Les taux bas remettent en cause le fonctionnement du placement préféré des Français. Pour rester compétitif, les assureurs ont su s’adapter en proposant des solutions sur mesure. La future hausse des taux, annoncée pour 2017, leur permettrait de retrouver leurs marges. À moins que la loi Sapin 2 n'effraie les épargnants.

Lancée en 1818, l’assurance-vie continuent de séduire. Selon un sondage réalisé par Odoxa-LinXea pour Le Parisien, 57 % des Français ont déjà souscrit à ce genre de placement. C’est même leur placement préféré puisqu’ils sont 43 % à le plébisciter, loin devant le livret A (27 %) et le PEL (22 %). À la question, « pour quelle raison principale avez-vous une assurance-vie ? », les participants ont répondu à 36 % pour « mettre de l'argent de côté en cas de coup dur », à 25 % pour « préparer sa retraite », à 19 % « pour préparer ma succession » et, seulement, à 18 % « pour disposer d'un placement rentable ». Une hiérarchie étonnante au vue des performances affichées par ce placement.

 

2,3 % de rendement en 2015

 

En 2015, le rendement moyen de ces contrats investis sur des fonds en euros s'élevait, d'après la Fédération française de l'assurance (FFA), à 2,30 %, frais de gestion déduits.
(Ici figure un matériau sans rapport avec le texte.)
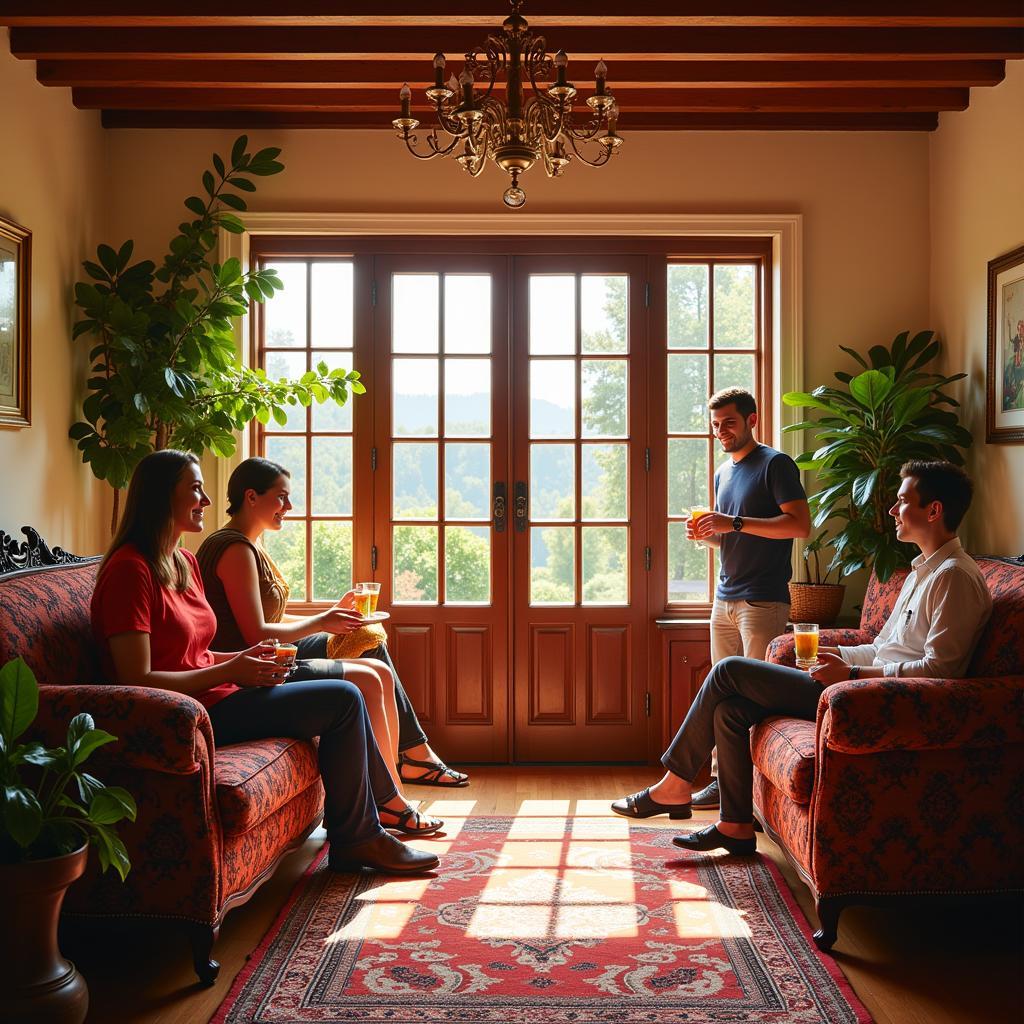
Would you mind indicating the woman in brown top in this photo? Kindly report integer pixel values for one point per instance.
(249, 596)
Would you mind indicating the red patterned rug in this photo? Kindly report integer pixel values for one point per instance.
(545, 921)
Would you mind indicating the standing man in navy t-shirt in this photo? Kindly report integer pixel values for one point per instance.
(760, 507)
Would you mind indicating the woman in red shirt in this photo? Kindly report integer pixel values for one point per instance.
(155, 626)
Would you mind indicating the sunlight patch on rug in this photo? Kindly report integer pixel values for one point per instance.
(545, 920)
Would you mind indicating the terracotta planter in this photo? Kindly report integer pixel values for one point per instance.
(38, 984)
(816, 602)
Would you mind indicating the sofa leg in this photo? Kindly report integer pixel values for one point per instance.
(828, 911)
(203, 938)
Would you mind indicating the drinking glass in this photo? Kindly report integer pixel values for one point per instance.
(695, 514)
(367, 595)
(805, 637)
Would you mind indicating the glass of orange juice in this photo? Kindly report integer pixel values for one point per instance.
(367, 595)
(696, 512)
(805, 637)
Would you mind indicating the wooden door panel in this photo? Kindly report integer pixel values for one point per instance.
(580, 681)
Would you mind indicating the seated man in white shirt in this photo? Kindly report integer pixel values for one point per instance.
(932, 632)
Si l'on en retire encore les prélèvements sociaux (15,5 % depuis 2012) et une inflation de 0,2 % en 2015, l'assurance-vie a rapporté en moyenne 1,7 % d'intérêts l'an dernier. Bien mieux que le livret A et le PEL et aussi bien et beaucoup moins risqué que les placements en action.  

 

Mais les taux bas pourraient bien mettre fin à ces performances. En octobre, les taux à court terme s’établissaient à - 0,4 %, une première. Les fonds euros, qui promettent aux clients un taux garanti tout en le complétant le cas échéant par une prime au titre de la participation aux bénéfices, sont particulièrement touchés. Pour le moment, les assureurs se servent de leur réserve pour garantir des taux corrects. Mais pour combien de temps ? Aujourd’hui, avec son rendement, son capital garanti et ses avantages fiscaux, le contrat en euros est un produit rare, voire de luxe.

 

Résultat, de nombreuses sociétés arrêtent de commercialiser ces produits ou les réservent à leurs meilleurs clients. D'autres préfèrent baisser leur rémunération. Alors que le taux garanti pouvait s’élever à 3 % ou 4 %, celui-ci est désormais très souvent nul. Certains n’arrivent même plus à garantir le capital. Comment en est-on arrivé là ? Auparavant, grâce à des taux de rendement obligataires souverains de 4 %, les assureurs avaient les moyens de garantir le capital investi. Les seules retombées de coupon permettaient de compenser les éventuelles pertes sur les autres catégories d’investissement. Aujourd’hui, avec des taux nuls, le système ne fonctionne plus.  

 

Hausse des taux attendue

 

Pour sauver l'assurance-vie, il faut trouver un équilibre entre les engagements que l'assureur peut formellement prendre, nécessairement inférieurs au niveau des taux dits sans risque, et la gourmandise des épargnants. Ces derniers doivent être capable de raisonner en nominale et d’accepter des taux de rémunération proches de zéro. Bien sûr, il s'agit là d'un plancher et la participation aux bénéfices leur permettra très souvent de surperformer cet engagement. Pas sûr néanmoins que les particuliers soient séduits par cette nouvelle version. En fonction de leur aversion au risque, ils pourraient se tourner vers d’autres placements, comme les unités de compte, qui permettent d’investir en Bourse, ou l’euro-croissance, un produit qui offre une bonne espérance de rendement tout en garantissant le capital à terme.

 

Les professionnels de l’assurance-vie ne s’inquiètent pas pour autant. La hausse des taux, qui devrait intervenir au cours de prochains mois, leur redonnera une bouffée d’air. Pour eux, le principal risque est avant tout réglementaire. En effet, une des mesures de la loi Sapin 2 prévoit qu'en cas de crise financière grave les retraits sur les fonds euros soient bloqués. Si ce mécanisme a surtout pour objectif d’éviter aux gestionnaires de mettre la clé sous la porte en cas de choc majeur, les Français craignent que cela remettent en cause leur droit sur leur épargne. Ainsi, 70 % des Français sont opposés à cette mesure. En plus d’être performants, les assureurs devront désormais faire preuve de pédagogie pour rassurer leurs clients.